Chapter 8: Fear, Anxiety, and Stress
Evolutionary Evidence – Visual Search Paradigm
Visual Search Paradigm from Pinkham et al. (2010)
Adapted from “The face in the crowd effect: Anger superiority when using real faces and multiple identities. ,” by A.E. Pinkham, M. Griffin, R. Baron, N.J. Sasson, and R.C. Gur, 2010, Emotion, 10(1), p. 143. (https://doi.org/10.1037/a0017387). Copyright 2010 by American Psychological Association.
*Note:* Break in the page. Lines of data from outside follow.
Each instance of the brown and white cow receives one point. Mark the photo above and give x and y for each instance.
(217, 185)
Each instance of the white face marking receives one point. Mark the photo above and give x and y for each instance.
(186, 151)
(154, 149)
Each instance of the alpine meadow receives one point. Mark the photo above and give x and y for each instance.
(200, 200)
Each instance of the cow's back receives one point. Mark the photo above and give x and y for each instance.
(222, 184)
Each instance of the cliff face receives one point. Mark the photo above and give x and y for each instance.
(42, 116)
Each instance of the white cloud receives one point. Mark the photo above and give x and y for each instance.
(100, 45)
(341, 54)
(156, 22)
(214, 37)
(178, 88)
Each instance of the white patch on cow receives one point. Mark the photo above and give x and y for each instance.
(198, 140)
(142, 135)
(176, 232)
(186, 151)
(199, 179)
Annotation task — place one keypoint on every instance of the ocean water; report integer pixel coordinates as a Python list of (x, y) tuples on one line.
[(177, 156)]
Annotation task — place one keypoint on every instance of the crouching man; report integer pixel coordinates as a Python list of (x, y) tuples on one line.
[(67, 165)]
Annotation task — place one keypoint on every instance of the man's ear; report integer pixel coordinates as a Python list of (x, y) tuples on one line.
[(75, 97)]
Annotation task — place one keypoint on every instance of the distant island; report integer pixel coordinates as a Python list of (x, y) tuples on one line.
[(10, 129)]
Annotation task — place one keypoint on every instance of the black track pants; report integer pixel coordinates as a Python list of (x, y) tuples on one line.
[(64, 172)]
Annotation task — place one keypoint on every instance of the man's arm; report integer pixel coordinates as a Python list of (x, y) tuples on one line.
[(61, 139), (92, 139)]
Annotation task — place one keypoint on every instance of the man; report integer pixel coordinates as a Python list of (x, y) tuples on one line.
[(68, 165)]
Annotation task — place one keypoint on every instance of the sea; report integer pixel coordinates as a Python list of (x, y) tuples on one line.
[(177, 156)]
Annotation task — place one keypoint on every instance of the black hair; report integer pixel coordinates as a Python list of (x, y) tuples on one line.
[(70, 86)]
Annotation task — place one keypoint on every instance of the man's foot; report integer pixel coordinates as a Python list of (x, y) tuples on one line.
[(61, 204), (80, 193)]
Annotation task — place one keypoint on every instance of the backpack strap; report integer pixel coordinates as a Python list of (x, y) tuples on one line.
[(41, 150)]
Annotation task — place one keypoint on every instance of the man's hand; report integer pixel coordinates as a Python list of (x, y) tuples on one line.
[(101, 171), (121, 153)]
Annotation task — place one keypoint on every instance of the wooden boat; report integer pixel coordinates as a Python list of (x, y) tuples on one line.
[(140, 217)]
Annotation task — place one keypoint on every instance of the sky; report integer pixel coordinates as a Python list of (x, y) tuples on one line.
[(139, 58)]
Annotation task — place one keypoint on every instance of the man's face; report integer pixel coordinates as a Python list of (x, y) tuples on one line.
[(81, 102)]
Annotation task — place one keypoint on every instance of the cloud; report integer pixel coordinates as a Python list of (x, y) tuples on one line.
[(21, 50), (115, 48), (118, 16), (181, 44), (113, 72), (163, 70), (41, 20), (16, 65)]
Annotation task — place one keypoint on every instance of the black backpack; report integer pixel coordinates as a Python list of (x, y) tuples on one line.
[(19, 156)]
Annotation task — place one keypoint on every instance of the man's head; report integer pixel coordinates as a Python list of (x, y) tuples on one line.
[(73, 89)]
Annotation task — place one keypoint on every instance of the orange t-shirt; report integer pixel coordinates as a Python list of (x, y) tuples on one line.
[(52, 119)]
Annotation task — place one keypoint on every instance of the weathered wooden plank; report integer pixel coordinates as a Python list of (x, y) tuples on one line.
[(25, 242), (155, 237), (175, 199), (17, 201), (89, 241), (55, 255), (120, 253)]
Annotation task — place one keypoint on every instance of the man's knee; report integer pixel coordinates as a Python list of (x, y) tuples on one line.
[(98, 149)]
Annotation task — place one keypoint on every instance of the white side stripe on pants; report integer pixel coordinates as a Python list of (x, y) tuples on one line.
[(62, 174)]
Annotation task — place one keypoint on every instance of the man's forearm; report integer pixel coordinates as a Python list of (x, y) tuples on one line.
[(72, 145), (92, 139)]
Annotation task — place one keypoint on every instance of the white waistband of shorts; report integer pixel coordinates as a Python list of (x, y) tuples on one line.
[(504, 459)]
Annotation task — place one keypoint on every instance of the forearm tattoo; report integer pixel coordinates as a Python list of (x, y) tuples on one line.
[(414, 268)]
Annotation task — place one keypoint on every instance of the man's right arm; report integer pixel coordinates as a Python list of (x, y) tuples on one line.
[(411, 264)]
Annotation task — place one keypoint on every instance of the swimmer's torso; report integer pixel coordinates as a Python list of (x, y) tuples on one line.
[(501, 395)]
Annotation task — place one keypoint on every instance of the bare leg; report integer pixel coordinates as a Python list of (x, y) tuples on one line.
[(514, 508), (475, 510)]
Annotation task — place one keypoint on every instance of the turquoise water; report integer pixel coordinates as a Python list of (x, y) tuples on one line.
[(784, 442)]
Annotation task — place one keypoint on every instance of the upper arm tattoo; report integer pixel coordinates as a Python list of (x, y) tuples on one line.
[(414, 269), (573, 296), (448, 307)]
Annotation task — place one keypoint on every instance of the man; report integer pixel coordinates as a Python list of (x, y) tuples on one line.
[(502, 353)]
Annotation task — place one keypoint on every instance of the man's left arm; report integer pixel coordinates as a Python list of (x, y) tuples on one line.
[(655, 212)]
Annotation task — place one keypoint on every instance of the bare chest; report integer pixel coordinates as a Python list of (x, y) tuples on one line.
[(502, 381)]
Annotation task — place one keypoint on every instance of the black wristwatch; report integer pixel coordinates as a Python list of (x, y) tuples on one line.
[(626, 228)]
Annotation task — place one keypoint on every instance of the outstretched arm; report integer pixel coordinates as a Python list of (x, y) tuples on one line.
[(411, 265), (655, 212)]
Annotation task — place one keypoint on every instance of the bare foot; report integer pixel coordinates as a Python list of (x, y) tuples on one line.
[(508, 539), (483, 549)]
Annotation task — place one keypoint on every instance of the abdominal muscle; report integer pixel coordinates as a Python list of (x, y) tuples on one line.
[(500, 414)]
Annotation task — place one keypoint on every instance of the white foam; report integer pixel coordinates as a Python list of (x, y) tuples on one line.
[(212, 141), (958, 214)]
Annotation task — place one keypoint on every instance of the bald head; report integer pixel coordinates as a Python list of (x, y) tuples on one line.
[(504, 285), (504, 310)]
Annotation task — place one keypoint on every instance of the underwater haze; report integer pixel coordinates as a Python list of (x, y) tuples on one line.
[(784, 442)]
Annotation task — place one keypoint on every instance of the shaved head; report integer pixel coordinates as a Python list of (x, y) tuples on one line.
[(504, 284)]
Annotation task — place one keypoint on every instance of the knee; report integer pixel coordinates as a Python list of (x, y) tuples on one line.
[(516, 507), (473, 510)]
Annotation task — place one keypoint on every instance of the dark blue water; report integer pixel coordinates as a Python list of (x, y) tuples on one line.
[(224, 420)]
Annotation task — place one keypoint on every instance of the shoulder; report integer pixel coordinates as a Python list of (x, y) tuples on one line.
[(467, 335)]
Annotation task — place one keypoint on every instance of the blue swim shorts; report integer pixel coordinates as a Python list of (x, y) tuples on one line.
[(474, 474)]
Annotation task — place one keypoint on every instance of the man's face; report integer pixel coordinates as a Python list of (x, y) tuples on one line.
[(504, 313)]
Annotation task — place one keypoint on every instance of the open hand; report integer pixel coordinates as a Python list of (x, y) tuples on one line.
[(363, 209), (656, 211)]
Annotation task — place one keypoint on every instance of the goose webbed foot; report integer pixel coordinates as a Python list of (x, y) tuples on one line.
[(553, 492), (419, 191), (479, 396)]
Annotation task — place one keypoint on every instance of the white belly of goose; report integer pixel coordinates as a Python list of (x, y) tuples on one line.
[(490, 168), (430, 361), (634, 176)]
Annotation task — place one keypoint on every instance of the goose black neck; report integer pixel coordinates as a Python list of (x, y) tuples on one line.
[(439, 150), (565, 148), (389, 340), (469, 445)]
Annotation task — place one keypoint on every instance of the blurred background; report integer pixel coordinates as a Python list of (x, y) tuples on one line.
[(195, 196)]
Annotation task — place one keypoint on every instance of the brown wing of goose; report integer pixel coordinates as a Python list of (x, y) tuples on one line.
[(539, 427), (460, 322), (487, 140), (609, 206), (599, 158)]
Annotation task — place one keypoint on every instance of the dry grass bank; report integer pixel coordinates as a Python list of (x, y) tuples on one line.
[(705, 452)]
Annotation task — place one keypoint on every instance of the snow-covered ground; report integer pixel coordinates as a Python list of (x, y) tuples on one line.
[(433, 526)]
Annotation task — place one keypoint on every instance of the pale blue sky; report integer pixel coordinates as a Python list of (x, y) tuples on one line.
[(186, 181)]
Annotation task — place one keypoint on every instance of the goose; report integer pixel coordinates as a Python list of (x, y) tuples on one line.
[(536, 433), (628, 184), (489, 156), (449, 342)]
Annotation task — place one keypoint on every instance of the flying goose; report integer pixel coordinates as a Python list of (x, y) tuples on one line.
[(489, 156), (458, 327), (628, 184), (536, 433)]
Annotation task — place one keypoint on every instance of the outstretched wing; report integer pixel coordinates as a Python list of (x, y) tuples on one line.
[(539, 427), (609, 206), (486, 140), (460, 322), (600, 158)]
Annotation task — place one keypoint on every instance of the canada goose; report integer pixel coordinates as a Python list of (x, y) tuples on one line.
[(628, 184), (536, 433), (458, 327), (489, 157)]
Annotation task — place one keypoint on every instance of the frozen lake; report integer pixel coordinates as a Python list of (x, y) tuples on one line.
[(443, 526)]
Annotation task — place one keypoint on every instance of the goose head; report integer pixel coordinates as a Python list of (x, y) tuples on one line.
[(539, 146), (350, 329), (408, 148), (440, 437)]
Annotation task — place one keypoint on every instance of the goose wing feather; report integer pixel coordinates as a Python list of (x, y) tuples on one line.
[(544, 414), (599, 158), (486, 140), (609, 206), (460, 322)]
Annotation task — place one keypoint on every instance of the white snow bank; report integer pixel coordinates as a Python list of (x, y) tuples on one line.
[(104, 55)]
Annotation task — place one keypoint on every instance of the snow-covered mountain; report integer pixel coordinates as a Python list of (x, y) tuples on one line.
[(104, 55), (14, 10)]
Basic emotions researchers believe that as part of the fear emotional experience, the brain, particularly the amygdala, is biased to quickly identify threatening facial expressions in other people, such as an anger facial expression. This threat-advantage bias means that over time, our brains and visual systems evolved to quickly and accurately identify threat in facial expressions and in animals our environment (Horstmann & Bauland, 2006; Öhman, Lundqvist, et al., 2001; Öhman & Mineka, 2001). Yet, Pinkham et al. (2010) findings suggest this mechanism operates best when the threatening facial expression occurs in a neutral versus emotional crowd, suggesting that mismatched emotional expressions could distract our amygdala from quickly and accurately detecting the threat.